Schmidt blickte zum x-ten Mal verwundert auf die zwei Steinplatten, die neben ein paar Aufzeichnungen und einem Schreiben des Professors in dem Paket enthalten gewesen waren. Abermals las er den beiliegenden Brief durch:
 

Sehr geehrter Herr Doktor Schmidt, lieber Freund,

vermutlich wird dieser Fund Dich genauso faszinieren wie mich. Ich habe nach alten Römerstätten gesucht und die verschütteten Überreste eines Bauwerks gefunden, das allerdings um einiges jünger ist.

An den Wänden fand ich diese Inschriften und löste sie mit höchster Behutsamkeit ab. Du bist der erste, der von ihrer Existenz erfährt. Mit was für einer Schrift ich es hier zu tun habe, ist mir bisher nicht klar. Ich hoffe, es gelingt Dir, sie einzuordnen und zu übersetzen.

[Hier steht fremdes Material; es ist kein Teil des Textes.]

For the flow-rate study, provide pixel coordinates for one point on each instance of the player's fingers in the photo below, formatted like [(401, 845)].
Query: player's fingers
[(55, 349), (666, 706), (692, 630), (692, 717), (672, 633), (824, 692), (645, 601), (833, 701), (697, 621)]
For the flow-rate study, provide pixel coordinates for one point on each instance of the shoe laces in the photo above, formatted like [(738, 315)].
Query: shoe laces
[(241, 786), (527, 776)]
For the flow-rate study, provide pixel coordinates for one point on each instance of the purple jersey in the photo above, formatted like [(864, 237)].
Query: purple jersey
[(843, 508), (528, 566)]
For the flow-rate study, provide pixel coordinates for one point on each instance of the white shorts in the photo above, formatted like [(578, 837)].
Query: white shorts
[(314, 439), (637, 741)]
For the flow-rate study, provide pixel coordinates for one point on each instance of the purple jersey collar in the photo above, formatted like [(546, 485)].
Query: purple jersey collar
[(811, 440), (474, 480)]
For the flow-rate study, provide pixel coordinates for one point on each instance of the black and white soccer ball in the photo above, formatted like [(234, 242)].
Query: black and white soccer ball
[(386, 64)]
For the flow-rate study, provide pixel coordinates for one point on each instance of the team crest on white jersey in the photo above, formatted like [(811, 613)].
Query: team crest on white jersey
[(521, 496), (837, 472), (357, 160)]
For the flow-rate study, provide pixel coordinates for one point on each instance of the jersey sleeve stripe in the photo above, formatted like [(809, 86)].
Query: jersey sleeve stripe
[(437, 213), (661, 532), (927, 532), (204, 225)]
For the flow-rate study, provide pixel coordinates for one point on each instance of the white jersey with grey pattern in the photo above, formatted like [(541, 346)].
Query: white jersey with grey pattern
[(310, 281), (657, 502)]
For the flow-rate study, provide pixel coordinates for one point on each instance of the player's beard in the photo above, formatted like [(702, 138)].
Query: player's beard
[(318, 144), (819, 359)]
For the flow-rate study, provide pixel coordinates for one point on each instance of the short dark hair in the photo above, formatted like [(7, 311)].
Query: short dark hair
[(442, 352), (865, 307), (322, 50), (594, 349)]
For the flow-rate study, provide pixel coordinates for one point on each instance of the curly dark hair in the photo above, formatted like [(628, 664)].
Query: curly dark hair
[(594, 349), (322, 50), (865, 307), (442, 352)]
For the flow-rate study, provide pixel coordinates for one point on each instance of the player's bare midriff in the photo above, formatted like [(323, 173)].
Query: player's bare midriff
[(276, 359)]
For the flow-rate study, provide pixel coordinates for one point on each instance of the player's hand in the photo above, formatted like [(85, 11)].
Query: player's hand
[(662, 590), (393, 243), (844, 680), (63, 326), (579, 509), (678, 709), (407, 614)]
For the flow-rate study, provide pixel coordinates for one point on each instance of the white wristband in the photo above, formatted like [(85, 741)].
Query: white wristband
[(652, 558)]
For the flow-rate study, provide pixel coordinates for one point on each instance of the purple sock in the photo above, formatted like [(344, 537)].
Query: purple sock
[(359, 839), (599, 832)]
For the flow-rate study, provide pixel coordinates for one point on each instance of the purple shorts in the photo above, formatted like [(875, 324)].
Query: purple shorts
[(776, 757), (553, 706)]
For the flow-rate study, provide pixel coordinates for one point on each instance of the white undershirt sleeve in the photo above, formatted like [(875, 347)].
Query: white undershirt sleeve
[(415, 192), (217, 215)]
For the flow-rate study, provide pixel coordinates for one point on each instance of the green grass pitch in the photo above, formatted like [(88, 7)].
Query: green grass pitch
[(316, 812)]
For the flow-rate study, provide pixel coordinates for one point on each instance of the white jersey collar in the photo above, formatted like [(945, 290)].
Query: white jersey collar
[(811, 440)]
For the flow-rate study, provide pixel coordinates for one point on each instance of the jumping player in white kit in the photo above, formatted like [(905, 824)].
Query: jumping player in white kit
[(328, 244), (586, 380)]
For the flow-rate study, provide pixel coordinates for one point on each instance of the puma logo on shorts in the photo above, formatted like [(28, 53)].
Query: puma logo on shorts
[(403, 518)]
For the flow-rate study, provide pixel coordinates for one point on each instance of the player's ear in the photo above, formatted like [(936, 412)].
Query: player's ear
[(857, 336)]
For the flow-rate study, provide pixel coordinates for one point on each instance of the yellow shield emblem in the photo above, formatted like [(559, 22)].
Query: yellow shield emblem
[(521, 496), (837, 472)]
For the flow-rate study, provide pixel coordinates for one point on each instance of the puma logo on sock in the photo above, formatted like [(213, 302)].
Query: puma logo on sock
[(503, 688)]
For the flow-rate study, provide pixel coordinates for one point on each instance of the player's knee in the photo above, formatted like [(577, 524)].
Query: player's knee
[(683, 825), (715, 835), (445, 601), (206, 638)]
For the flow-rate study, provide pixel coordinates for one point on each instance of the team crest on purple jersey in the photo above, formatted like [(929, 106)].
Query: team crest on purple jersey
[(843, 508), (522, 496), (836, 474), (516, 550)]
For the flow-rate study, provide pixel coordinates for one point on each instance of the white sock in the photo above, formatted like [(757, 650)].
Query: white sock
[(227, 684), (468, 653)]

Wie Du an den Tafeln erkennen kannst, scheint die Inschrift in den Stein eingebrannt worden zu sein. Doch mir bleibt es ein Rätsel, wie dies mit solcher Präzision, wie man sie an den feinen Buchstaben erkennen kann, zu jener Zeit möglich gewesen sein soll.

Nun zu etwas anderem:

Eine gewisse Finster GmbH trachtet nach meiner Ausgrabungsstätte. Meine Partner, soweit man diese Ignoranten so bezeichnen kann, haben dem Kauf bereits zugestimmt. Ich bin als einziger noch dagegen. So einfach werde ich meine Ergebnisse nicht an einen dahergelaufenen Dilettanten abtreten! Aus diesem Grund habe ich Dir auch die Originalplatten geschickt. Bei Dir weiß ich sie in Sicherheit vor diesen raffgierigen Individuen.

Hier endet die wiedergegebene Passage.